The so-called water crisis, taking the example of Brazil, is more frequent than before. In addition to the causes related to environmental management – ​​poorly done – which should guarantee both the supply of water to the population and the maintenance of ecosystems and agriculture, there is the change in the rainfall regime, resulting especially from deforestation in the Amazon. This hinders the formation of clouds towards other Brazilian regions, thus affecting the Southeast, Midwest and South. Adding to the effects of global warming, the pattern of use and occupation of territories becomes even more challenging. The water crisis is still a feedback for the environmental problem, since with the scarcity of rain, the government triggers the use of even more expensive energy – and harmful to the environment, in this case thermoelectric plants, based on fossils, increasing Brazilian emissions.

At this 26th conference, financing for renewable energy sources is one of the main topics to be discussed. Solar, wind, geothermal, tidal, biomass and hydraulic energy systems are the big bets for replacing the energy matrix of industrialized nations, even though they still show some resistance due to the high investment value. These clean energy systems promise in addition to reducing CO2 emissions, as well as the price of the electricity bill that reaches the population.

Tipping Point

The tipping point has brought an extra concern and we can consider it as one of the elements for climate change to be more recently (2019) being called “climate emergency”. Regarding the Amazon forest, the forecasts are not reassuring. “If we get to that point, the length of the dry season and the temperature of the forest will increase. From there, the trees will start to die in an accelerated way, and this will create a vicious cycle. What used to be a tropical forest will look like the Brazilian cerrado, but like a kind of poor savannah, without the rich biodiversity of the cerrado,” said Carlos Nobre, a climatologist at USP’s Institute for Advanced Studies to BBC News Brasil.

Furthermore, according to the explanation of the Brazilian scientist Carlos Nobre (IPCC member), in testimony at the Supreme Court (in September 2020), based on the stoppage of the Climate Fund by the Bolsonaro government, he understands that they are related to non- return, the increase in extreme events and tree mortality, with drier seasons, impacting the reduction of water recycling and carbon filtration. In other words, this would be a basic list of current problems that must be faced to prevent the worst-case scenario in relation to the forest from taking hold in Brazil.

Native people die

The original people are the ones who suffer most from climate change. We must be aware that neglecting the climate crisis exacerbates human rights violations and social injustices and that 2020 was a tragic year for indigenous peoples: conflicts for territorial rights grew by 174%.

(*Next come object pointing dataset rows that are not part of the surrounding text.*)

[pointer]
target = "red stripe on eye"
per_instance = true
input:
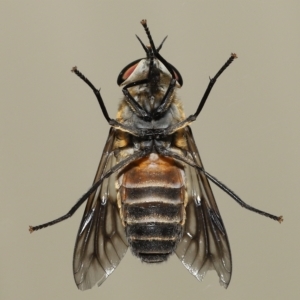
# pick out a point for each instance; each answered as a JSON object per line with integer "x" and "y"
{"x": 129, "y": 71}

The struggle for the demarcation of Indigenous land is a struggle to protect the environment. With the principle of caring for Mother Earth, the native population is denied land rights. We need to place in climate change the urgency of demarcating indigenous lands to preserve their culture and philosophy.

Considering the importance of the agenda being debated at the conference and the consequences that the actions defined therein can bring to humanity, it is necessary that the authorities who act as agents of the international system take an assertive and clear position. There is no more time for shallow speeches and superficial solutions.

The great powers have a fundamental role as they are the ones who finance projects in developing countries. Our role, in understanding the urgency of the matter, is to demand that the representatives of those nations that have great influence take the necessary steps. Until great leaders are proactive in targeting and solving current problems, changes will not happen.

@MidiaNinja and @CasaNinjaAmazonia provide special coverage of COP26. Follow the tag #ninjanacop on the networks!